As he answered questions from the justices, he pushed back against the government’s characterization that revenue from the president’s tariffs is simply incidental. “Our founders didn’t give the president revenue-raising power, even in a time of war,” Katyal said.
‘Tariffs are taxes’: challenger to Trump’s tariffs speaks to supreme court
Michael Sainato
At the supreme court, Neal Katyal, the attorney arguing for private companies challenging Trump’s tariffs, said: “Tariffs are taxes. They take dollars from Americans pockets and deposit them in the US treasury. Our founders gave that taxing power to Congress alone. Yet here, the president bypassed Congress and imposed one of the largest tax increases in our lifetimes.”
He added:
Many doctrines explain why this is illegal, like the presumption that Congress speaks clearly when it imposes taxes and duties and the major questions doctrine, but it comes down to common sense. It’s simply implausible that in enacting IEEPA, Congress handed the president the power to overhaul the entire tariff system and the American economy in the process, allowing him to set and reset tariffs on any and every product from any and every country at any and all times.
Before the US solicitor general finished taking questions, Justice Ketanji Brown Jackson probed him a final time: “What is a little concerning to me is that your argument suggests that we should see the word ‘imposed’, the phrase ‘impose tariffs’… We don’t see that word. Instead, you take ‘regulate’ and say that must mean that.”
Conservative justices also voice doubt on Trump administration’s tariff argument
Michael Sainato
It’s worth noting that even conservative justices sound doubtful of the strength of the Trump administration’s position on the legality of its tariffs. “The vehicle is the imposition of taxes on Americans, and that has always been a core power of Congress,” said Chief Justice John Roberts.

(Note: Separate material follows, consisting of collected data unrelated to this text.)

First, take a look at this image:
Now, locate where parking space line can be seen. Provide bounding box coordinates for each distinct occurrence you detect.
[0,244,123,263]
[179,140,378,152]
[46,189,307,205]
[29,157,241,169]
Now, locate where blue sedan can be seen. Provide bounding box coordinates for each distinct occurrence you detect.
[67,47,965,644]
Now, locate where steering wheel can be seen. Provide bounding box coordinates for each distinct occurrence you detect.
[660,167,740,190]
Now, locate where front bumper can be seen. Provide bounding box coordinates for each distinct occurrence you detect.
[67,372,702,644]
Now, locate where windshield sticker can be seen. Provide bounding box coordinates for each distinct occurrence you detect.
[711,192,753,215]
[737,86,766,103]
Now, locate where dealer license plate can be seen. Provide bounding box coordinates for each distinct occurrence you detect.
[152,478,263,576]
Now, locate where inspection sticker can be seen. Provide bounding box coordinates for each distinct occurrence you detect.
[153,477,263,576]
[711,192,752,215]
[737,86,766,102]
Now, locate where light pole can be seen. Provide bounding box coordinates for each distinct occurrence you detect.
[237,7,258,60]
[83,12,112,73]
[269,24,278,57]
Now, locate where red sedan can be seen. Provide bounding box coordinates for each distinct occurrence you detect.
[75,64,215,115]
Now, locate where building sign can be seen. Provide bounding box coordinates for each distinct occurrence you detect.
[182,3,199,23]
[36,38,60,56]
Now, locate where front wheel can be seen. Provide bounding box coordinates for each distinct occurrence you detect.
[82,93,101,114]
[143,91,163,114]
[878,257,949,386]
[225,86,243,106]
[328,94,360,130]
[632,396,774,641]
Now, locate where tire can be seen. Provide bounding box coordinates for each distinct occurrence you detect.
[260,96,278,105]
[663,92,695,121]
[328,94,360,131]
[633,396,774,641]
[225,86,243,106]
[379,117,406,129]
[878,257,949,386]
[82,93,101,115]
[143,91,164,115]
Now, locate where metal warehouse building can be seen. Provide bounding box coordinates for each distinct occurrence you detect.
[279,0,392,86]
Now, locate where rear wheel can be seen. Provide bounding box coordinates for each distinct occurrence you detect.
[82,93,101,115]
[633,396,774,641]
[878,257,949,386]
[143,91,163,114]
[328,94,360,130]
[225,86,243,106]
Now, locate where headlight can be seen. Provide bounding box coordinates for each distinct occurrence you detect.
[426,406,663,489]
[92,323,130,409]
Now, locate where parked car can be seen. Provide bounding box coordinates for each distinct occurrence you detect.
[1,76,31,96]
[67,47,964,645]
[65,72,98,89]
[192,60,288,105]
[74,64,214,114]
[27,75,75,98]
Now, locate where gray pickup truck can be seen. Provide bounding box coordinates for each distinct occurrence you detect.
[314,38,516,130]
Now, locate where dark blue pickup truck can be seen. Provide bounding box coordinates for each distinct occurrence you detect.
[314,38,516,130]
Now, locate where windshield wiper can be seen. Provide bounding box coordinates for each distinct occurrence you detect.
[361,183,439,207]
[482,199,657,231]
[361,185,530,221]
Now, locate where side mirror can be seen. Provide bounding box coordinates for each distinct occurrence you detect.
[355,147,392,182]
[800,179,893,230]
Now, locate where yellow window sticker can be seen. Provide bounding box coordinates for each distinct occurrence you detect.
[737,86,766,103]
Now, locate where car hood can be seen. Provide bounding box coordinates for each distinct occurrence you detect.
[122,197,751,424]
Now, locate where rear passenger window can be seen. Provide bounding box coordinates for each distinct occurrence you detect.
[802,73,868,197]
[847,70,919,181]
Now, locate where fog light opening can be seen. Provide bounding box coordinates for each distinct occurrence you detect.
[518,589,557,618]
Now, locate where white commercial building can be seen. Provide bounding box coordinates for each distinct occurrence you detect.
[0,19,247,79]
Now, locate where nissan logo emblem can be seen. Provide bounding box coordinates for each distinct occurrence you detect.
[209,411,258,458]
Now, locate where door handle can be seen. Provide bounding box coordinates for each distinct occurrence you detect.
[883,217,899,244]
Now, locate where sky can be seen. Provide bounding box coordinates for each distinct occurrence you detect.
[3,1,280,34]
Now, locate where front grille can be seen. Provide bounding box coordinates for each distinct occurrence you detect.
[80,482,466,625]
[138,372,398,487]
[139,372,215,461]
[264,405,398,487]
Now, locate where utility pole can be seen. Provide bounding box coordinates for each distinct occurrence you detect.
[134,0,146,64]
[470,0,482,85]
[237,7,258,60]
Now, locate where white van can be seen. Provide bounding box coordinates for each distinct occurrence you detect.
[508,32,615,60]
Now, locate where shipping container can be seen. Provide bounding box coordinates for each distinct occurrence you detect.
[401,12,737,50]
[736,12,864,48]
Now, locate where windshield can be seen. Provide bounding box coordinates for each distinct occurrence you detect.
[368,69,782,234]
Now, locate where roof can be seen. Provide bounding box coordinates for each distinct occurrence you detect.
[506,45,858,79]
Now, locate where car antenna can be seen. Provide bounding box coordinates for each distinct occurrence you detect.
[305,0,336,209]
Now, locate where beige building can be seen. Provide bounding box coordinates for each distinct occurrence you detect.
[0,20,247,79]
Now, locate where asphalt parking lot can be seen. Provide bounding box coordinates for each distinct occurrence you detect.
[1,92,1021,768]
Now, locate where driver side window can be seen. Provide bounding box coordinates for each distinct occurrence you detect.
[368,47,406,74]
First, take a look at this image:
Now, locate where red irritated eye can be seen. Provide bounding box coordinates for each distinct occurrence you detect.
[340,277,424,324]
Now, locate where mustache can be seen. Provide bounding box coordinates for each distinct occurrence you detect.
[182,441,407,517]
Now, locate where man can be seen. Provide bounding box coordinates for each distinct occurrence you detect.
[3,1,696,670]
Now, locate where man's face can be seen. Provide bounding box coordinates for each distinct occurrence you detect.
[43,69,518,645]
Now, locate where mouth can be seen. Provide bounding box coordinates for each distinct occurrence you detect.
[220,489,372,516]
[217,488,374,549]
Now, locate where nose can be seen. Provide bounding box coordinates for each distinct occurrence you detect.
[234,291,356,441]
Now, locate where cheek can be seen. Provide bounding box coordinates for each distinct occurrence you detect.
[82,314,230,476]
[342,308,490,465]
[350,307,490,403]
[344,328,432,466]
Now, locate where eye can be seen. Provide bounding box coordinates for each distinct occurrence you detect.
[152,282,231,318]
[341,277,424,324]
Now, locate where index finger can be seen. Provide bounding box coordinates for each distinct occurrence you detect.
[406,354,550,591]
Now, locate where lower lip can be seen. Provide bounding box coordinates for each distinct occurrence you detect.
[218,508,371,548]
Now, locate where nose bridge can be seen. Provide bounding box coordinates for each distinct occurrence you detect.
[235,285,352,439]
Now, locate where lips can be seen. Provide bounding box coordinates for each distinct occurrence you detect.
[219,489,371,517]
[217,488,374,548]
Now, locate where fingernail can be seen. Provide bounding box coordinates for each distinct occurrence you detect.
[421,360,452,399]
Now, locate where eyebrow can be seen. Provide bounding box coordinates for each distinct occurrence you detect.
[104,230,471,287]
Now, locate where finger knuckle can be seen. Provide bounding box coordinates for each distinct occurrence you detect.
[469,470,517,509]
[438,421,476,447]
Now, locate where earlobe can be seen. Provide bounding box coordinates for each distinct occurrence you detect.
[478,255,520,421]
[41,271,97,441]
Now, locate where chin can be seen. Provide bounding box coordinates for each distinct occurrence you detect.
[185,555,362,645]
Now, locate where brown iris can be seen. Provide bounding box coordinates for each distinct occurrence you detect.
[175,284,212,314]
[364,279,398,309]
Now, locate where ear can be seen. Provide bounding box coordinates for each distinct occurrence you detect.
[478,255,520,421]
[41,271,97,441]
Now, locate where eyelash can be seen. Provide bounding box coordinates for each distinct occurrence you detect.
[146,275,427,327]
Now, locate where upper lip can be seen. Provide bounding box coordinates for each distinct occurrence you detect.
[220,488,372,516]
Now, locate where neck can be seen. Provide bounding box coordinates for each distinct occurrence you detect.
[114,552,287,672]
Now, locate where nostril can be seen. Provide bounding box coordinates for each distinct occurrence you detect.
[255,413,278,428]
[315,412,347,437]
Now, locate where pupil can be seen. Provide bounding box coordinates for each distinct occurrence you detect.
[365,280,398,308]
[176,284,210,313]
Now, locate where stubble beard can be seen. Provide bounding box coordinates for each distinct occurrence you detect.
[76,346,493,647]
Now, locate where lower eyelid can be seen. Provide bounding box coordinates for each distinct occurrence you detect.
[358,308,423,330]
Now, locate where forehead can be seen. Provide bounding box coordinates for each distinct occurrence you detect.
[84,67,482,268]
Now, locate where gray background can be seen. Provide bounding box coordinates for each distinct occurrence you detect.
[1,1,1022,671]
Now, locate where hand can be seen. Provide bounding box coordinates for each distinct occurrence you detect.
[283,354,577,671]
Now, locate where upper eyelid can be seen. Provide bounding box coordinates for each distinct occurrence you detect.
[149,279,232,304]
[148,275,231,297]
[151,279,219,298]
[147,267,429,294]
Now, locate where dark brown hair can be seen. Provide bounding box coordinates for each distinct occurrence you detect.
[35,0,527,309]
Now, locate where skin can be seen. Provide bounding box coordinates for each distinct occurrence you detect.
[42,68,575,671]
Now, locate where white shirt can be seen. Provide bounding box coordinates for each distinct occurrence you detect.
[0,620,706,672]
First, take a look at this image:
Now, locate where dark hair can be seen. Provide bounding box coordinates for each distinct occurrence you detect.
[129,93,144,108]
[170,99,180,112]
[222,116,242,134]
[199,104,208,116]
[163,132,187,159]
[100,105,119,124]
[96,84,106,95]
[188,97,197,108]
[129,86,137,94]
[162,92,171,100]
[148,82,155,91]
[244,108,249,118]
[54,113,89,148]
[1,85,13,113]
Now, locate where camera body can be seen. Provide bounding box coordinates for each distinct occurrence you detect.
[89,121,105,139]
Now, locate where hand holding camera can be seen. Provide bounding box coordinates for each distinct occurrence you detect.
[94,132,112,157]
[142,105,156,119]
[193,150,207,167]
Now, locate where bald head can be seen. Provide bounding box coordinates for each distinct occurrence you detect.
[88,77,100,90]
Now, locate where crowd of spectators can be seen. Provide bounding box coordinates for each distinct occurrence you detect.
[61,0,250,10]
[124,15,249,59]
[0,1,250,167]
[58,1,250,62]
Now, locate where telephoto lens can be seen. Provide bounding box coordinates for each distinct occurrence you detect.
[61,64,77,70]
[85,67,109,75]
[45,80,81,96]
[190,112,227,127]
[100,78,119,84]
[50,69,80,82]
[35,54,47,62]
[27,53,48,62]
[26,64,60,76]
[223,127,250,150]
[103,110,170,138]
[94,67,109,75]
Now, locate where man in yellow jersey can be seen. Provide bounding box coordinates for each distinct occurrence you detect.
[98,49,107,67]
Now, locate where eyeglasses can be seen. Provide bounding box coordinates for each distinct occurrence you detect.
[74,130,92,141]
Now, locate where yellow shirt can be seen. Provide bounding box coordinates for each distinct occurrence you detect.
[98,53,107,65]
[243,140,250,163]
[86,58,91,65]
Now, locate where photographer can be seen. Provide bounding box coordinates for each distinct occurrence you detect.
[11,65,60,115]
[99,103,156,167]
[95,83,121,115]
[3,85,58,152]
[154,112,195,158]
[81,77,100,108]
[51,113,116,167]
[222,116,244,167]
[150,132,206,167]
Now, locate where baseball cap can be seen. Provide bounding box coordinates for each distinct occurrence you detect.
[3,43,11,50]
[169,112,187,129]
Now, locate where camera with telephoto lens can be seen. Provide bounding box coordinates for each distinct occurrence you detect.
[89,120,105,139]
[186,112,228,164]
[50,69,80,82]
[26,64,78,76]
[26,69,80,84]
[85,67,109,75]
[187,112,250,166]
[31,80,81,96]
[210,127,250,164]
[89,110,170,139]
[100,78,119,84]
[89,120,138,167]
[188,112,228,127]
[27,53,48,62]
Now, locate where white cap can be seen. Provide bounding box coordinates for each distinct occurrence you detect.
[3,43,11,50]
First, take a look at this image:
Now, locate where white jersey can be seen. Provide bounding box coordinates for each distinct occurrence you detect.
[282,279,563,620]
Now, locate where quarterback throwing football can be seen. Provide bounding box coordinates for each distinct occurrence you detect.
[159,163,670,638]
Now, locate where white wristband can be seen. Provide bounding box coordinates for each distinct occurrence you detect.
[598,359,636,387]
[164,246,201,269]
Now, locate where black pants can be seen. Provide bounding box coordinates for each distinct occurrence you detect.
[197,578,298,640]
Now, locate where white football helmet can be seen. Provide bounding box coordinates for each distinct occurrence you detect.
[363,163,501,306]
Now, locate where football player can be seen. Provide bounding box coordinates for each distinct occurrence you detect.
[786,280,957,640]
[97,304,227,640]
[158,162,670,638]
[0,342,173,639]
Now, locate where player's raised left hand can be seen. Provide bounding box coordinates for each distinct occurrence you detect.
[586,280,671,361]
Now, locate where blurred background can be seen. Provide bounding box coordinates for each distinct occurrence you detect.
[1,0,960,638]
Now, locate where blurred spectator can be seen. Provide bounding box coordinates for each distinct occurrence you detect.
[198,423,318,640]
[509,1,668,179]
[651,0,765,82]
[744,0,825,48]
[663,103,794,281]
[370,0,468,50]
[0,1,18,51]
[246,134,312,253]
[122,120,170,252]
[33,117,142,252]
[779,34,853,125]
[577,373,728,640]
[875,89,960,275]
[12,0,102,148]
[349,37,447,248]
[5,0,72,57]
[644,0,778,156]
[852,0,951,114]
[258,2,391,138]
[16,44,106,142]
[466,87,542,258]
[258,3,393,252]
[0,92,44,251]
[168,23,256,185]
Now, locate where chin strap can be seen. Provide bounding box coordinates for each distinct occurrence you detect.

After D John Sauer argued that the International Emergency Economic Powers Act, or IEEPA, enabled Trump to impose sweeping tariffs, Justice Brett Kavanaugh said: “One problem you have is that presidents since IEEPA have not done this.”
If you’re listening to the arguments, you will have heard the term “major questions doctrine” come up a few times. This is the legal principle that means a federal agency cannot create new, significant economic or political policies unless Congress uses plain language to authorize them.
Because the IEEPA doesn’t include specific terms like “tariffs” or “duties”, justices today have taken issue with the Trump administration’s argument today. Chief Justice Roberts questioned why the solicitor general doesn’t think the doctrine applies in this case.
Justice Gorsuch pushed Sauer even further, warning that the tariffs in this case could be “a one-way ratchet toward the gradual but continual accretion of power in the executive branch and away from the people’s elected representatives”.
Trump administration defends tariffs as ‘regulatory’
Interestingly, Sauer said today that the tariffs “are regulatory”.
“They are not revenue-raising tariffs, the fact that they raise revenue is only incidental,” he added.
Trump, however, has touted the levies as a huge boon for the American economy, including offsetting the national debt, and revitalizing domestic manufacturing.